Valued at around $2 billion, Graphcore sells its chips on cards that contain two IPUs each and have a list price of around $10,000. "Obviously, depending on who the customer is there's different discounts that apply and different prices that are negotiated," said Toon.
A deal between Microsoft and Graphcore last November means the four-year-old start-up's chips are now being used on computer servers in Microsoft data centers. As a result, Azure users can use Graphcore's chips to power their applications.
Graphcore's chips have also been incorporated into a new Dell IPU server, providing Graphcore with another route to market.
Over 100 organizations are using Graphcore's hardware in some shape or form, Toon said, calling out universities such as Oxford, Imperial College London and the University of California, Berkeley.
Naming corporate customers is harder, however.
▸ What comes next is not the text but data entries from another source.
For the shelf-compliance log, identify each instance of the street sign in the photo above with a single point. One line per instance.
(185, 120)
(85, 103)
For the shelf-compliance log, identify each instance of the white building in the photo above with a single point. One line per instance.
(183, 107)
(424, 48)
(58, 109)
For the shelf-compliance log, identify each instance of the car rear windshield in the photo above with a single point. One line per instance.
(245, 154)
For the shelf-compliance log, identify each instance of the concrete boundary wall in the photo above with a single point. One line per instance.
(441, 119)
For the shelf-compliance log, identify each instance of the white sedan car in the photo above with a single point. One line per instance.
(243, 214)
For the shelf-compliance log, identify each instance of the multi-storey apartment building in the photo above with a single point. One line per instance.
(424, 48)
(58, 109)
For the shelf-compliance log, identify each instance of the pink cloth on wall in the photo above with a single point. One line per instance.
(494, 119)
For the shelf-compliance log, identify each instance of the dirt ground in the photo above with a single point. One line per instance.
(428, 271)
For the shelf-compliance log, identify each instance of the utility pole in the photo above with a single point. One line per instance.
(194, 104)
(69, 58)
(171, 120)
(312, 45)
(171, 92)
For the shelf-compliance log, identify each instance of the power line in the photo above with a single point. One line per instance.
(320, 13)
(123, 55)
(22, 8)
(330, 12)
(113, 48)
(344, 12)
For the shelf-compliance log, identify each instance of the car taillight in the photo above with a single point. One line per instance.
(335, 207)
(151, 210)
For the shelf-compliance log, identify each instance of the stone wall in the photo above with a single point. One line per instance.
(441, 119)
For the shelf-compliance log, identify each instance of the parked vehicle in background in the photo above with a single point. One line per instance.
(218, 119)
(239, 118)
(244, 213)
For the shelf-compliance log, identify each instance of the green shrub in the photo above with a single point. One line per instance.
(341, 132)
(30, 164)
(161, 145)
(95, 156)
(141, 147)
Toon declined to comment when asked if U.S. tech giants like Google, Facebook, Amazon and Apple are using the company's chips. "We're a bit careful about customers because sometimes they don't want to say what they're doing," he said.
A couple of firms have, however, spoken publicly about their experience with Graphcore's chips.
European search engine Qwant said it witnessed a 3.5x speed-up in its image search application after adopting Graphcore chips, while hedge fund Carmot Capital said it witnessed speeds 26x faster on certain financial applications.
Microsoft is the biggest of the bunch though and Microsoft researcher Sujeeth Bharadwaj said on Wednesday that he was able to train an AI model to spot pneumonia in chest X-rays in 30 minutes with a Graphcore IPU on Azure. The same task took him five hours with a high-end GPU system, he said.
"That reduction in time can mean achieving better and unprecedented results much faster," said Bharadwaj, lead researcher at Microsoft Azure.
Graphcore revenues for the last financial year were in the order of $10 million, Toon said, adding that it is now "growing very quickly."
The company has raised over $450 million from the likes of Sequoia, BMW, DeepMind's cofounders and C4 Ventures.
Pascal Cagni, a former VP for Apple in Europe and a partner at C4 Ventures, told CNBC that he backed Graphcore after realizing new machine engines are required to deal with the increasing volumes of data in the world.
"We wanted to show not everything is happening in Santa Clara," said Cagni.
Some of Graphcore's funding has been used to open a new office in Cambridge, which is a major hub for tech talent in the U.K.
Graphcore announced the Cambridge office last May alongside plans to hire 500 additional workers across its locations. Toon said that the overall company headcount currently stands at around 450 people, adding that there are around 30 workers in Cambridge.
Graphcore isn't actively looking for more funding but investors are still trying to secure equity in the company, Toon said.
In 2011, Toon sold previous semiconductor company Icera to Nvidia for around $435 million but this time he wants to go public. "That would be what we would hope to try and achieve," he said.